下記記事は2015年10月14日こちらで公開したもののBUです。

 

「訪問、あるいは記憶、そして告白」を

オープニング上映することについて

たかはしそうた


何の気なしに歩いていると、たまたま通った道のそばの公共施設で映画を上映するという。せっかくだからと中に入り、どこの国のいつの時代のものかもわからない映画を見て、偶然新たな現実への眼差しを得る。そんな稀有な体験ができる山形国際ドキュメンタリー映画祭のオープニング作品は、ポルトガルで1982年に作られているにもかかわらず、もしかしたらこの映画祭のために作られたのではないかと思えてしまう。


マノエル・ド・オリヴェイラ監督の「訪問、あるいは記憶、そして告白」はオリヴェイラ監督自身を主人公にした、とある家に流れる複数の時間の物語だ。その家とは、オリヴェイラ自身が40年間住んでいたが映画製作の借金返済のために手放したポルトにある家のことを指す。

映画の冒頭、画面には門が映され、1つ目の時間がベートーヴェンの音楽とともに始まる。とある男女(テレーザ・マドルーガ、ディオゴ・ドリア)の時間だ。この男女の姿はフレーム内ではほとんど確認することができず、2人の話し声だけがフレーム外の音として響いてくる。その話によれば、どうやらこの男女はこの家の主人に用があり訪問してきたらしい。しかし家には誰もいない。玄関の前まで来たとき、たまたま開いたドアに誘われて2人は家の中に入ってゆく。そして2人は家の中を徘徊しながらそれぞれがこの家についての感想を話し、上の階へと移動していく。

男女が3階へと移動してから始まるのが、オリヴェイラ自身がフレームの中に出てきて、かつて住んでいたころの思い出をカメラに向かって語る、2つ目の時間だ。窓際でオリヴェイラがタイプライターをたたくカットから始まるこの時間は、先ほどの男女の時間と微妙な関わりを持つ。女性はオリヴェイラの出すタイプライターの音を微かに聞くのだが、男性には聞こえないことから、どうやらこの映画の中のオリヴェイラは幽霊のような存在らしい。オリヴェイラが自身の死後にこの映画を発表するよう言づけたことをふまえると、なおさらそう思える。

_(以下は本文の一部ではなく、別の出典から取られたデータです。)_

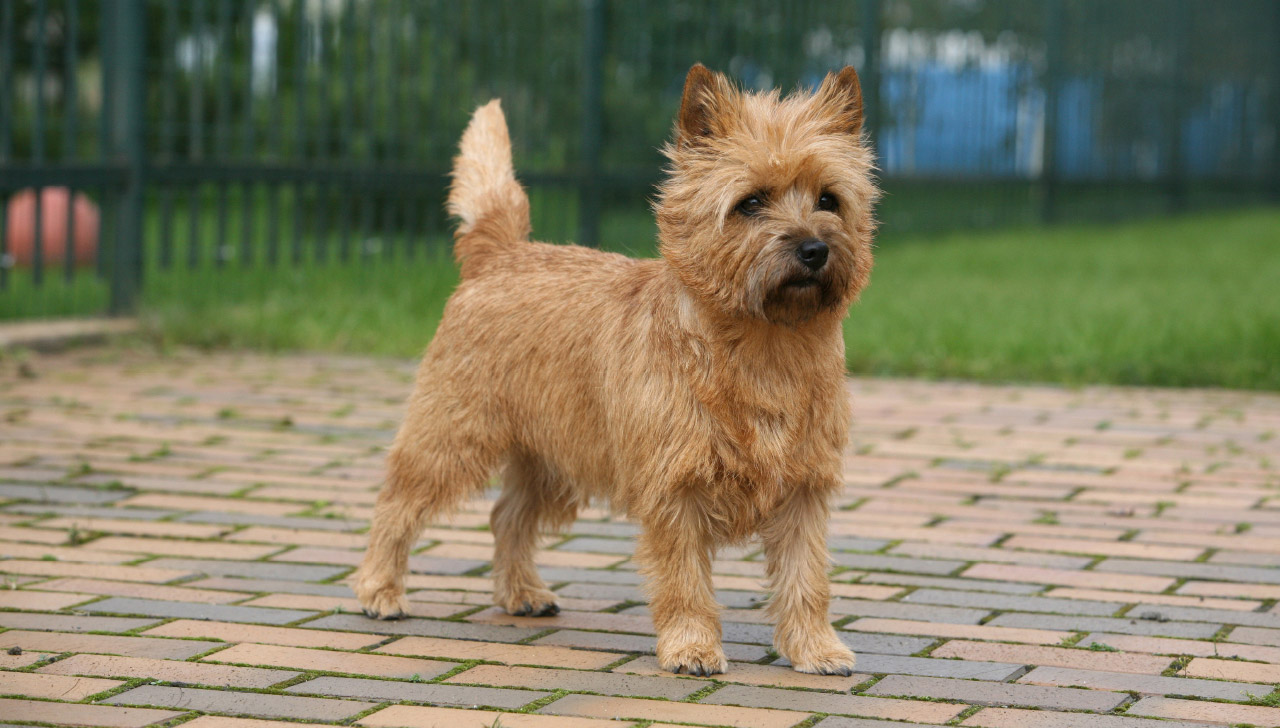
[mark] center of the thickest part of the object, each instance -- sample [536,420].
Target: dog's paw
[832,660]
[533,603]
[700,660]
[382,603]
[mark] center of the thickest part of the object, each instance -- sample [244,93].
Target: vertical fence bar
[593,120]
[1178,90]
[7,37]
[69,108]
[127,24]
[871,78]
[1054,33]
[37,141]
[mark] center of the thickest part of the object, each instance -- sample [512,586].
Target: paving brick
[904,610]
[612,708]
[141,590]
[1016,718]
[250,569]
[149,573]
[69,622]
[1205,649]
[40,600]
[197,610]
[1214,713]
[421,717]
[959,631]
[382,690]
[749,673]
[330,660]
[1232,669]
[858,705]
[241,703]
[499,653]
[178,548]
[74,714]
[1123,625]
[288,636]
[104,644]
[606,683]
[53,686]
[1061,577]
[1052,656]
[167,671]
[424,628]
[638,644]
[1164,599]
[1144,685]
[977,692]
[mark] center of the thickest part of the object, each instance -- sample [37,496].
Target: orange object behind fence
[21,227]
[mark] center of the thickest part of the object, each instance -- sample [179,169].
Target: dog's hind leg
[434,465]
[531,500]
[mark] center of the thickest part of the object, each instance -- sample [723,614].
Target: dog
[702,393]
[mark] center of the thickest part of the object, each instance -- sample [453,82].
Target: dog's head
[767,207]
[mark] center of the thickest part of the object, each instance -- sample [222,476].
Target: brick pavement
[176,532]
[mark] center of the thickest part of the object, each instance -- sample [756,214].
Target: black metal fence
[165,136]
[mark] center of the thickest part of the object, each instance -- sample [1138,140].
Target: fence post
[593,119]
[1054,21]
[1178,91]
[124,24]
[872,69]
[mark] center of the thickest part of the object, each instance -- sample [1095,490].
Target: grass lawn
[1188,301]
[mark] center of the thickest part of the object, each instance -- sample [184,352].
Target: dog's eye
[750,206]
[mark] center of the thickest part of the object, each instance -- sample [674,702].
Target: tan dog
[702,393]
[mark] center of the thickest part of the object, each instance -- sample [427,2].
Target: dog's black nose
[813,253]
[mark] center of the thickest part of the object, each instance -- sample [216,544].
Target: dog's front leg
[676,559]
[795,545]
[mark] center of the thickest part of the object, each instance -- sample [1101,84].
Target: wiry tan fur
[702,393]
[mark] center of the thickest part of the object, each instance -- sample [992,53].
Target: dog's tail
[490,205]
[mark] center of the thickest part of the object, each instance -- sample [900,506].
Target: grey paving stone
[1123,625]
[618,530]
[270,585]
[883,644]
[1192,569]
[1008,603]
[423,628]
[380,690]
[903,610]
[241,703]
[556,575]
[856,544]
[282,521]
[90,512]
[252,569]
[613,642]
[750,696]
[599,545]
[840,722]
[69,622]
[581,681]
[1146,685]
[978,692]
[877,562]
[196,610]
[1203,614]
[996,555]
[60,494]
[958,584]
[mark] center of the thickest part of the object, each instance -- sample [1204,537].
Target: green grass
[1184,301]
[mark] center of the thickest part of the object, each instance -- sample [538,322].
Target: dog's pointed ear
[844,96]
[703,90]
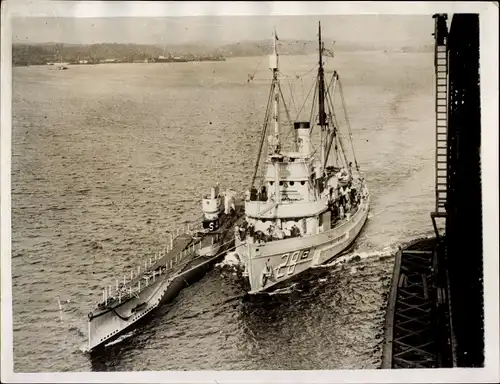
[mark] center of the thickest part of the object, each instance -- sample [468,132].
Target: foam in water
[121,338]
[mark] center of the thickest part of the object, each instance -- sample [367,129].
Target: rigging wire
[291,93]
[339,138]
[292,130]
[263,136]
[307,97]
[314,103]
[347,122]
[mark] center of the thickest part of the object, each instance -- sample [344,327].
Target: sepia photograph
[249,192]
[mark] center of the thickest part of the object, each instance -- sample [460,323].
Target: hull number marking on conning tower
[291,260]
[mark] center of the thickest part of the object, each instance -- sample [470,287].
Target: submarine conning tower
[212,206]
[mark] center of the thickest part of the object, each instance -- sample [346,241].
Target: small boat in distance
[190,254]
[310,203]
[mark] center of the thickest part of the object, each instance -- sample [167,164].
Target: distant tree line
[40,54]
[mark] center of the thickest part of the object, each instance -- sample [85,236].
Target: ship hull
[271,264]
[107,326]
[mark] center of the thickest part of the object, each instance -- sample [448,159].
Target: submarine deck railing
[163,263]
[124,294]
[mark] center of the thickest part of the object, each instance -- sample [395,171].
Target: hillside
[35,54]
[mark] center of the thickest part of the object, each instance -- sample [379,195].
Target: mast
[274,66]
[321,96]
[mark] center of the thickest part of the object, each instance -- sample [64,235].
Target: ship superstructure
[311,203]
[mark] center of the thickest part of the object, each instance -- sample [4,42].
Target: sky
[363,29]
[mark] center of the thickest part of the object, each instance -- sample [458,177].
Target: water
[107,159]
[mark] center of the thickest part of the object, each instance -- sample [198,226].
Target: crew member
[263,193]
[253,194]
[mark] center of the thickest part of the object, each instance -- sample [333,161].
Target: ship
[309,204]
[190,254]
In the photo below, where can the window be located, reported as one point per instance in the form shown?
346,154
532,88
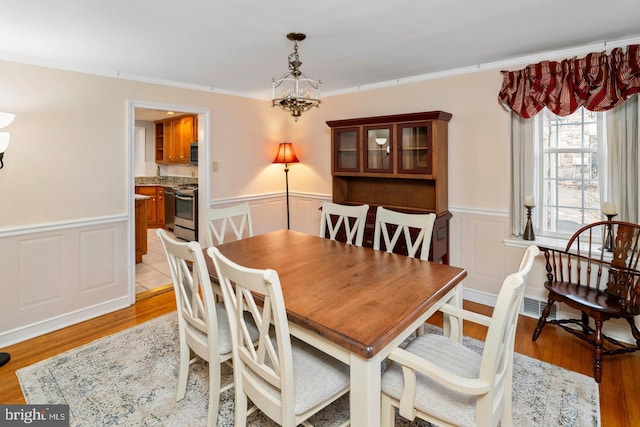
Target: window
569,170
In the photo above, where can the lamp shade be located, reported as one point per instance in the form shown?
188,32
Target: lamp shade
4,141
6,119
285,154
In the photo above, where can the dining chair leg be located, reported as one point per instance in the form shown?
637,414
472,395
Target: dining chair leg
183,372
387,412
597,352
241,407
543,319
214,393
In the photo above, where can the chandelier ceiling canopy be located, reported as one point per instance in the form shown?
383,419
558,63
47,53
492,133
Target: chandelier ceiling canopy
294,92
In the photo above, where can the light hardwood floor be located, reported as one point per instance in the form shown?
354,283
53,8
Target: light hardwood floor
619,389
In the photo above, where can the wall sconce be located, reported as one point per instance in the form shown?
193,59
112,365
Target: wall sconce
5,120
286,155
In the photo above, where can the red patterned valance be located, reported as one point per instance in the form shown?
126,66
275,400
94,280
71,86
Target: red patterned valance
598,82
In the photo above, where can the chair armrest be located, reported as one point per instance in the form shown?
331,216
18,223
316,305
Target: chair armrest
474,386
461,313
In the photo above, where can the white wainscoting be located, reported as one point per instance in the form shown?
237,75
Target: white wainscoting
56,275
60,274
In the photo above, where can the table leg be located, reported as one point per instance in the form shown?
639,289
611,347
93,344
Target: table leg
451,325
364,395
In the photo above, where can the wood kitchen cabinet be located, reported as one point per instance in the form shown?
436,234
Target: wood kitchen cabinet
396,161
155,204
174,137
141,228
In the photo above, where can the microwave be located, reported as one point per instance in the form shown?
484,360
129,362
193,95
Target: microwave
194,153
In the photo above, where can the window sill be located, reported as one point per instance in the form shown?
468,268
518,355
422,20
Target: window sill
551,243
547,242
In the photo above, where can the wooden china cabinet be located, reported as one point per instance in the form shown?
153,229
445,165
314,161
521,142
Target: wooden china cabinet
397,161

オリヴェイラが自室にあるフィルム映写機を回すと始まるのが3つ目の時間だ。映写機がフィルムを送るときのカラカラとした音が響きながら、映画はオリヴェイラが幼少だったとき、この家や周辺地域を映したフィルムの映像が映し出される。


この映画の時間について整理してみると、

1つ目が男女の話し声が聞こえる現在の時間

2つ目が現在ではあるが過去の主人の姿が映る時間

3つ目が主人の過去の時間

であることがわかる。

この3つの時間によって作られる物語が、山形国際ドキュメンタリー映画祭のオープニングにふさわしいと感じられるのは、劇的なラストによるものだ。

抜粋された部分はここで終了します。